One of the popular trends in Hollywood recently has been adapting famous Bible stories into movies. The original popularity of some of these projects such as The Prince of Egypt and The Passion of the Christ spawned a growth in religious and secular portrayals of spiritual stories. Several religious-based film companies have begun releasing films based on biblical principles and attempting to bring Christianity into mainstream entertainment.
Some of these films have sparked controversy, such as Son of God, which has been criticized for portraying Jesus as a model and westernizing the gospel.
This week, Noah, a movie based on the famous biblical character and directed by Darren Aronofsky, will be released. Aronofsky has received criticism for saying that his version of the story would be far removed from biblical tradition.

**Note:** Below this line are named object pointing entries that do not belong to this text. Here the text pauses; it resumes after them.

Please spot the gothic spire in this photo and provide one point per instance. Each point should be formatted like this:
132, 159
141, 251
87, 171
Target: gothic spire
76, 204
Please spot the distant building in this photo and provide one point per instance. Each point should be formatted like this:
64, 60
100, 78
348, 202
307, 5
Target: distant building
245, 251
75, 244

The scandal that has arisen surrounding the release of Noah raises the question of the purpose of these movies. Aronofsky claims that the movie is a theatrical interpretation, not a spiritual rendering of the story. Cinematically, this makes sense because many biblical stories would not translate well to the big screen without a little tweaking.

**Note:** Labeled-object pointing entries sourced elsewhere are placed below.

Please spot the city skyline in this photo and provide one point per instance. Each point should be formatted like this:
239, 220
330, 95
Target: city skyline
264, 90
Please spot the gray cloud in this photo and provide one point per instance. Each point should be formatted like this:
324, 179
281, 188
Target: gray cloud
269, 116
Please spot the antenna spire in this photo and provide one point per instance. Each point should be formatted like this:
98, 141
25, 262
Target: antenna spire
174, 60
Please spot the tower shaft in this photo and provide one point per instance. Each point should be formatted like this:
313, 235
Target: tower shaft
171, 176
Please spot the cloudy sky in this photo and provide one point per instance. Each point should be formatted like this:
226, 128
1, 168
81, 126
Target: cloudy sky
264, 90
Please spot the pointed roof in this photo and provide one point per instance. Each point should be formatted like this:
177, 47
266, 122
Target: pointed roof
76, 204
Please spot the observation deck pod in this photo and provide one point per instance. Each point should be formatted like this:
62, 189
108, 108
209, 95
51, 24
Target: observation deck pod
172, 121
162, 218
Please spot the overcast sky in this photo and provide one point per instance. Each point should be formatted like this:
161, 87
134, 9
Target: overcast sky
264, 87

The problem with translating the Bible to the big screen is that while the stories are unquestioningly valuable for cultural and spiritual growth, they are not always great for cinematic satisfaction. Movie heroes need to be sympathetic and get us on their side. If Noah allows all the humans on earth to perish so that his family can survive without even struggling with the massacre, audiences are not going to root for Noah.

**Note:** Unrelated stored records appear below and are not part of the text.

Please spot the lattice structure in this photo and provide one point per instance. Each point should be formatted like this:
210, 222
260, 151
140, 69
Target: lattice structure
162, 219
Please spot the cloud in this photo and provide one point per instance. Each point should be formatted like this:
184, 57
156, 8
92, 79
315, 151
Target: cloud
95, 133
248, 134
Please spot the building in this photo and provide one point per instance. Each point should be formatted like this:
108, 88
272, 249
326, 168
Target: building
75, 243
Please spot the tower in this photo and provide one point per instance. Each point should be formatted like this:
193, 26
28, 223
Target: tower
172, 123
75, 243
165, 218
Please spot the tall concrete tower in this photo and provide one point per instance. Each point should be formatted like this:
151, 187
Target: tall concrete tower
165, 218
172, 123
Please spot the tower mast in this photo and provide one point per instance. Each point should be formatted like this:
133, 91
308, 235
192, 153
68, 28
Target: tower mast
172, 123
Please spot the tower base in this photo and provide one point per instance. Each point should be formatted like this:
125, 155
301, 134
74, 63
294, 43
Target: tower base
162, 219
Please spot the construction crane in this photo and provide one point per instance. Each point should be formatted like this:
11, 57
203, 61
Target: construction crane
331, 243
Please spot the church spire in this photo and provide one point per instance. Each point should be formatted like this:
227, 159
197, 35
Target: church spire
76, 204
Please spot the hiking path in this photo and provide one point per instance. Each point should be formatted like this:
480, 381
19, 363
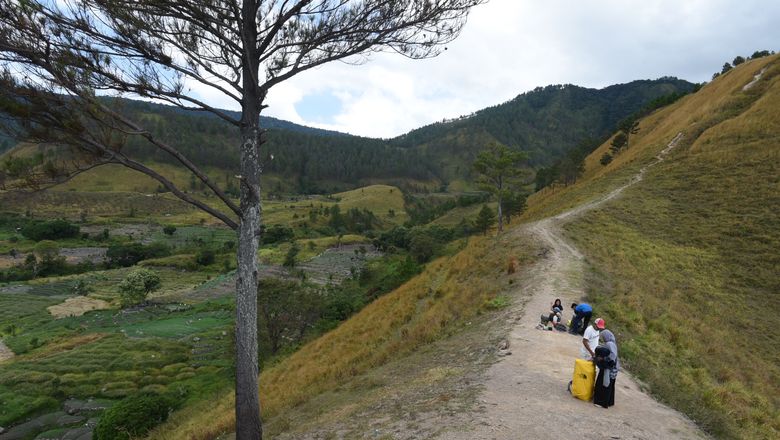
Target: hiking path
525, 393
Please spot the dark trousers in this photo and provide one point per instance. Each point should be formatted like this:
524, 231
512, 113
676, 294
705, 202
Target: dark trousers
580, 322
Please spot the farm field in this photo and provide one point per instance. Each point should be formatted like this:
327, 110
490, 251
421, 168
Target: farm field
74, 349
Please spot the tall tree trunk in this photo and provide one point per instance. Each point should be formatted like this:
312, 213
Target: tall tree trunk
248, 423
500, 215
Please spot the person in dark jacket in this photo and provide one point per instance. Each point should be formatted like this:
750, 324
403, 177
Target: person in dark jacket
582, 314
609, 365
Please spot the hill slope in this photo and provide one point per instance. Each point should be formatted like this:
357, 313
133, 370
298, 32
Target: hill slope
680, 264
546, 121
685, 263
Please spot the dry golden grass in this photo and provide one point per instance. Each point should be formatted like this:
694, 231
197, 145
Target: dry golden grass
685, 263
435, 303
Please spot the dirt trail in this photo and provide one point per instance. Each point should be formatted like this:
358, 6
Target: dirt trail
525, 393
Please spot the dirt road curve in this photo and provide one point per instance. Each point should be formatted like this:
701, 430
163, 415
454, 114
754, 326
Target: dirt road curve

The Bible wasn’t written for entertainment. Hollywood’s recent attention to biblical narratives is wonderful for providing visual context and sometimes compelling story lines, but is not meant to be a spiritual experience. Audiences expecting Noah to be completely true to the biblical account and engage in a religious experience with the movie will be disappointed. As Christians, we shouldn’t expect movies to be a spiritual experience. It is unrealistic to place our spiritual expectations on secular filmmakers who are seeking to entertain, not evangelize.